Actively guide and watch the changes.
Sometimes the contradiction between children is not a real contradiction. Sometimes a word, a disagreeing look, or a different opinion, the child will think it is a contradiction. At this time, parents should ask why and tell their children to be tolerant and not to associate with classmates just because of a trivial matter. In the child's dissatisfaction, he may have forgotten the previous unhappiness and soon play with his classmates.
Don’t be impatient or impatient, understand the truth.
If the conflict between a child and a classmate is a combination of fist and fist, it is full of violence. Parents should be cautious at this time.
After parents know it, they should listen patiently to figure out the cause of the matter. Guide the child to tell the truth truthfully. Don't get angry when you hear your child quarrel, or scold your child, just get intolerable immediately and go to school to find someone else's child to be angry. Both of these situations are undesirable.
As long as there are conflicts between children, they are more or less wrong. Therefore, we must treat contradictions dialectically. First find the reason from the child himself, and tell the child what to do when encountering such a thing. Encourage children to dare to face their own mistakes. It is not a serious problem, let the child try to solve it by himself.
Be magnanimous and communicate with teachers and parents in a timely manner.
In case of serious conflict, parents should actively contact the teacher and solve it through the school. You can't go directly to other people's children and stand up for your own children. This will intensify conflicts between children. After getting in touch with the school, you should actively communicate with the parents of children who have conflicts, treat each other sincerely, and strive for mutual understanding, so that conflicts can be resolved. After all, every parent hopes to intensify their children's conflicts and affect their learning ive civil engineering.

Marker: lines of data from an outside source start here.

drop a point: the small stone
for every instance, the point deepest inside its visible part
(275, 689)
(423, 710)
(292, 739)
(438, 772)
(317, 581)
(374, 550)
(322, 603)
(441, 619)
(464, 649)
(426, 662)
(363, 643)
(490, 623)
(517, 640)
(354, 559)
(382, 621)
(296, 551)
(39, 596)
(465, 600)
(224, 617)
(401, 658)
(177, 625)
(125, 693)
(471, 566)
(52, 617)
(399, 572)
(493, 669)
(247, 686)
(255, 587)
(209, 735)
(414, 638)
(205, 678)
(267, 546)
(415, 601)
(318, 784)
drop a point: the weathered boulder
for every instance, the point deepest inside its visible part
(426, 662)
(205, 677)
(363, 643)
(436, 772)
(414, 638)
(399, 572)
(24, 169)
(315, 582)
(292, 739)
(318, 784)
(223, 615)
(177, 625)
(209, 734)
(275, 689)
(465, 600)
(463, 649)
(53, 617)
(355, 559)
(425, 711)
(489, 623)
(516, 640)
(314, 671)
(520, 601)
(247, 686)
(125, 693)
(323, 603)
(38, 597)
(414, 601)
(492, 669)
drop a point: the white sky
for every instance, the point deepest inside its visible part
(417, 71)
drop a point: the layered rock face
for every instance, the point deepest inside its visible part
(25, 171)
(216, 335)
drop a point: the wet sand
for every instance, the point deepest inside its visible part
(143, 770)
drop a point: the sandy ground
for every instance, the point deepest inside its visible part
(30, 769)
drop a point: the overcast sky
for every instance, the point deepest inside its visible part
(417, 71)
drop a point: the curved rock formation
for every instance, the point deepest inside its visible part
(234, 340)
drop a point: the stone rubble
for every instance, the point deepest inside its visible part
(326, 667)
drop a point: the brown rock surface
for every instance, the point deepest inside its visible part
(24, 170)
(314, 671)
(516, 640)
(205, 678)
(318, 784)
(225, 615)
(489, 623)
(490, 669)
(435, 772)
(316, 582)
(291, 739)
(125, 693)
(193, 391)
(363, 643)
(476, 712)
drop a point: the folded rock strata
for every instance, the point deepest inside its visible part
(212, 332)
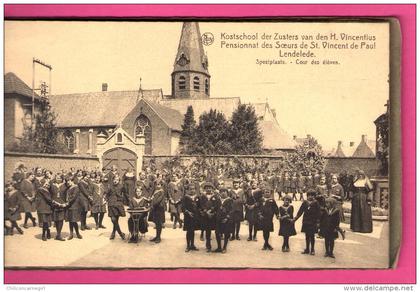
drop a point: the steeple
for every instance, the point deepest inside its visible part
(190, 77)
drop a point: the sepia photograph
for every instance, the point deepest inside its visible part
(228, 144)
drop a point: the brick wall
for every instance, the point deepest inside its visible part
(9, 122)
(161, 133)
(53, 162)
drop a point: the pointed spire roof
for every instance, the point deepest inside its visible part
(190, 55)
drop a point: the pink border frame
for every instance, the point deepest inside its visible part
(406, 269)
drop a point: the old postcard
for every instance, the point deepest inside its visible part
(197, 144)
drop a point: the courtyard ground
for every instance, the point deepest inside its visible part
(95, 250)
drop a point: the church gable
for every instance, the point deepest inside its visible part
(156, 122)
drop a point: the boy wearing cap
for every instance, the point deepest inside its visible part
(86, 192)
(224, 222)
(73, 208)
(238, 196)
(58, 194)
(265, 215)
(329, 224)
(209, 204)
(252, 204)
(190, 204)
(157, 213)
(310, 210)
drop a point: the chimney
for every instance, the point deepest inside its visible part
(364, 138)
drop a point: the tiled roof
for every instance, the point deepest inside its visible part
(364, 150)
(104, 108)
(226, 105)
(259, 109)
(173, 118)
(13, 84)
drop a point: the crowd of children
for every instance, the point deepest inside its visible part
(197, 200)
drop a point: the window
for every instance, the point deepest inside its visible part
(182, 83)
(206, 87)
(119, 138)
(144, 127)
(69, 140)
(196, 83)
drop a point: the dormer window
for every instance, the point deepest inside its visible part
(196, 83)
(183, 60)
(119, 138)
(182, 83)
(69, 140)
(207, 87)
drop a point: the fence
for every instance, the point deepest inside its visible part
(334, 164)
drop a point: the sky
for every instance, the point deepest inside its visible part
(330, 102)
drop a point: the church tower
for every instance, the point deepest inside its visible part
(190, 77)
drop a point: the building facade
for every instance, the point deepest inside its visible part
(151, 114)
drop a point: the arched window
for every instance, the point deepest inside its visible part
(144, 127)
(119, 138)
(69, 140)
(181, 83)
(207, 87)
(196, 83)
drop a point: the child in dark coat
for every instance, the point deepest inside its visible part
(329, 225)
(266, 213)
(138, 202)
(287, 225)
(238, 196)
(310, 210)
(224, 220)
(190, 203)
(11, 208)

You must be prepared and prepared to suffer.
Like any other skills, communication can only be learned in practice, not on paper. Real communication encounters problems is inevitable, there are collisions, running-in, compromises, learning from them, and grasping the way of harmonious relations between people. Parents and children should be fully psychologically prepared for the various problems encountered in communication, and be open-minded to accept, enjoy and bear. There is a moment of gain and loss in communication. However, how can you know what is not good for you? If you don’t give up, how can you gain? Looking at the loss dialectically for a long time, the heart can relax and be grateful for the loss. The child can really let go of the burden, communicate boldly, and enjoy the communication process. The happiness and experience in the real world go beyond the cycle of fear of loss.
Follow the principles of getting along with classmates.
Parents need to guide their children patiently, abide by the principles of respect, trust, sincerity, and kindness. Respecting students means respecting themselves; trusting students to win friendship; treating Jinshi sincerely; being kind and helping each other. If you want others to treat you, you must treat others first.